After implementing the Wishbone interface for main memory access from JOP I see several issues with the Wishbone specification that makes it not the best choice for SoC interconnect.
The Wishbone interface specification is still in the tradition of microcomputer or backplane busses. However, for a SoC interconnect, which is usually point-to-point, this is not the best approach.
The master is requested to hold the address and data valid through the whole read or write cycle. This complicates the connection to a master that has the data valid only for one cycle. In this case the address and data have to be registered *before* the Wishbone connect or an expensive (time and resources) MUX has to be used. A register results in one additional cycle latency. A better approach would be to register the address and data in the slave. Than there is also time to perform address decoding in the slave (before the address register).
There is a similar issue for the output data from the slave: As it is only valid for a single cycle it has to be registered by the master when the processor is not reading it immediately. Therefore, the slave should keep the last valid data at it's output even when wb.stb is not assigned anymore (which is no issue from the hardware complexity).
The Wishbone connection for JOP resulted in an unregistered Wishbone memory interface and registers for the address and data in the Wishbone master. However, for fast address and control output (tco) and short setup time (tsu) we want the registers in the IO-pads of the FPGA. With the registers buried in the WB master it takes some effort to set the right constraints for the Synthesizer to implement such IO-registers.
The same issue is true for the control signals. The translation from the wb.cyc, wb.stb and wb.we signals to ncs, noe and nwe for the SRAM are on the critical path.
The ack signal is too late for a pipelined master. We would need to know it *earlier* when the next data will be available --- and this is possible, as we know in the slave when the data from the SRAM will arrive. A work around solution is a non-WB-conforming early ack signal.
Due to the fact that the data registers not inside the WB interface we need an extra WB interface for the Flash/NAND interface (on the Cyclone board). We cannot afford the address decoding and a MUX in the data read path without registers. This would result in an extra cycle for the memory read due to the combinational delay.
In the WB specification (AFAIK) there is no way to perform pipelined read or write. However, for blocked memory transfers (e.g. cache load) this is the usual way to get a good performance.

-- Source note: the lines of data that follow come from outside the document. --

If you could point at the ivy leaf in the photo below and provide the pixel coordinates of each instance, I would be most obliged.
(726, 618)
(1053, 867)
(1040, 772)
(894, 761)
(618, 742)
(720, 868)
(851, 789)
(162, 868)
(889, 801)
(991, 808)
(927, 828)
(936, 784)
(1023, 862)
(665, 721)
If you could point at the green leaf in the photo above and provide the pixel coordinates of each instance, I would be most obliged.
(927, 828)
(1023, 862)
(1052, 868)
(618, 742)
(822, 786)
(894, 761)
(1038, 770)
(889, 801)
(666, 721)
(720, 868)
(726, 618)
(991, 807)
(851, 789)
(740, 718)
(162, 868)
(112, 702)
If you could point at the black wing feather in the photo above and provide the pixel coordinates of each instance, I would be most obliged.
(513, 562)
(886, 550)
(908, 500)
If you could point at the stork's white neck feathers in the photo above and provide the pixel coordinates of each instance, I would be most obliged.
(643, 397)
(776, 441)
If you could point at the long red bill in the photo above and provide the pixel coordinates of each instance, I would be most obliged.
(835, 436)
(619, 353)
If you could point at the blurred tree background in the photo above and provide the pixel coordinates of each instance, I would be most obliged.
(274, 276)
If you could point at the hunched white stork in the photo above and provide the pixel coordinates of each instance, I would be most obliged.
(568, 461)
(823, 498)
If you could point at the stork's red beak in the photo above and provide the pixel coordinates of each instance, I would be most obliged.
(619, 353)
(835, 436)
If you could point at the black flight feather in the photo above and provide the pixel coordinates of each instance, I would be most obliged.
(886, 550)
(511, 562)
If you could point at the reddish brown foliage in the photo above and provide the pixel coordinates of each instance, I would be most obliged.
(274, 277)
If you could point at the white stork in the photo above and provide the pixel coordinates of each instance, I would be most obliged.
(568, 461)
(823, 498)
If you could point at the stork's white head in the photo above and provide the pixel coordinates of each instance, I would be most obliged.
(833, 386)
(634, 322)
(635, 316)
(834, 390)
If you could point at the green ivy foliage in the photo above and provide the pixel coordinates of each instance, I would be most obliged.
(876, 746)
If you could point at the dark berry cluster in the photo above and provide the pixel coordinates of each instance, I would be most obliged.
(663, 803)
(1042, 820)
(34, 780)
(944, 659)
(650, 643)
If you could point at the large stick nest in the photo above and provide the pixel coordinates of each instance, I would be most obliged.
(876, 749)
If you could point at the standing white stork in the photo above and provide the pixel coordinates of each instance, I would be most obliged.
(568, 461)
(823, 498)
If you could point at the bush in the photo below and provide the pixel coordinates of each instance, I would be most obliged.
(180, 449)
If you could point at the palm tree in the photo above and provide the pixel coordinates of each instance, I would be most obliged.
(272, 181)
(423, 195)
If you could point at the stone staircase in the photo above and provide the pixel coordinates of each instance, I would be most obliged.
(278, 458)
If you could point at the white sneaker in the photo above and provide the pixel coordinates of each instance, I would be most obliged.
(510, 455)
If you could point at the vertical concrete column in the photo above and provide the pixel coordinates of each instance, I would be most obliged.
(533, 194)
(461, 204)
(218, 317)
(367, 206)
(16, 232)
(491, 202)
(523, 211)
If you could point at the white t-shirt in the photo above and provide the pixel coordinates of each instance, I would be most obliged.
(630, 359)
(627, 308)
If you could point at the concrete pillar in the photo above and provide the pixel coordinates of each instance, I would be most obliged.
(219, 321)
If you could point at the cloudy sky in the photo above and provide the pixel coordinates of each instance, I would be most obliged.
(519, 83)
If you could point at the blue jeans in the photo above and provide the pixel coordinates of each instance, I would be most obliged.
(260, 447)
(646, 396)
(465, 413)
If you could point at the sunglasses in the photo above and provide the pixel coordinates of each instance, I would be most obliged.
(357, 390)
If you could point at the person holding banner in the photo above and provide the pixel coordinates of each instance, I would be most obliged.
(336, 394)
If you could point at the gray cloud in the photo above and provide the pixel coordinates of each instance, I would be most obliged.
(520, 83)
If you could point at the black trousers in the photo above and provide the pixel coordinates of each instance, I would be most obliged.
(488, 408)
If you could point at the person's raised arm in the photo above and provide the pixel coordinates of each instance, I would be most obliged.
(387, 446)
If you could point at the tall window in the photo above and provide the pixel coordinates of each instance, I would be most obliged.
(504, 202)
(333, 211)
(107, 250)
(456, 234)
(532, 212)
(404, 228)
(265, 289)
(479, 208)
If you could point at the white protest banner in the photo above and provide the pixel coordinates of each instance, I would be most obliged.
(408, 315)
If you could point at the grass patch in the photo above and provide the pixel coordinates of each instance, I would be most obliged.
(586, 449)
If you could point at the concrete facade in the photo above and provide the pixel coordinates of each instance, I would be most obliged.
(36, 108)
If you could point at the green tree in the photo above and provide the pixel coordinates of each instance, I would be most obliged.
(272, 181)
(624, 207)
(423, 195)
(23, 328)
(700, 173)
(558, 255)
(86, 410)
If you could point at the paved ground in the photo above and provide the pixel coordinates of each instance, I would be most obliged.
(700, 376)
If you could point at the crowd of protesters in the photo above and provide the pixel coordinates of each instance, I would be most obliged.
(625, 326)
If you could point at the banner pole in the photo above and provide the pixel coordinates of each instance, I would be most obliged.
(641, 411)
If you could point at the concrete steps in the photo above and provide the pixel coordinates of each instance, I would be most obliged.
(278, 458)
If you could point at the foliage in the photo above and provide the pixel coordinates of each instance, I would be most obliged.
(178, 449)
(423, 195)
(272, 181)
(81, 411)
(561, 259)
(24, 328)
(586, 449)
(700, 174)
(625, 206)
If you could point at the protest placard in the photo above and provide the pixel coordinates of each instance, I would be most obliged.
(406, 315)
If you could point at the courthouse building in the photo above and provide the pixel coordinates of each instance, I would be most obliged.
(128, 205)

Conclusion -- I would prefer:
- Address and data (in/out) register in the slave * A way to know earlier when data will be available (or a write has finished) * Pipelining in the slave
As a result from this experience I'm working on a new SoC interconnect (working name SimpCon) definition that should avoid the mentioned issues and should be still easy to implement the master and slave.
As there are so many projects available that implement the WB interface I will provide bridges between SimpCon and WB. For IO devices the former arguments do not apply to that extent as the pressure for low latency access and pipelining is not high. Therefore, a bridge to WB IO devices can be a practical solution for design reuse.
A question to the group: What SoC interconnect are you using? A standard one for the peripheral devices and a 'home-brewed' for more demanding connections (e.g. external RAM access)?
Martin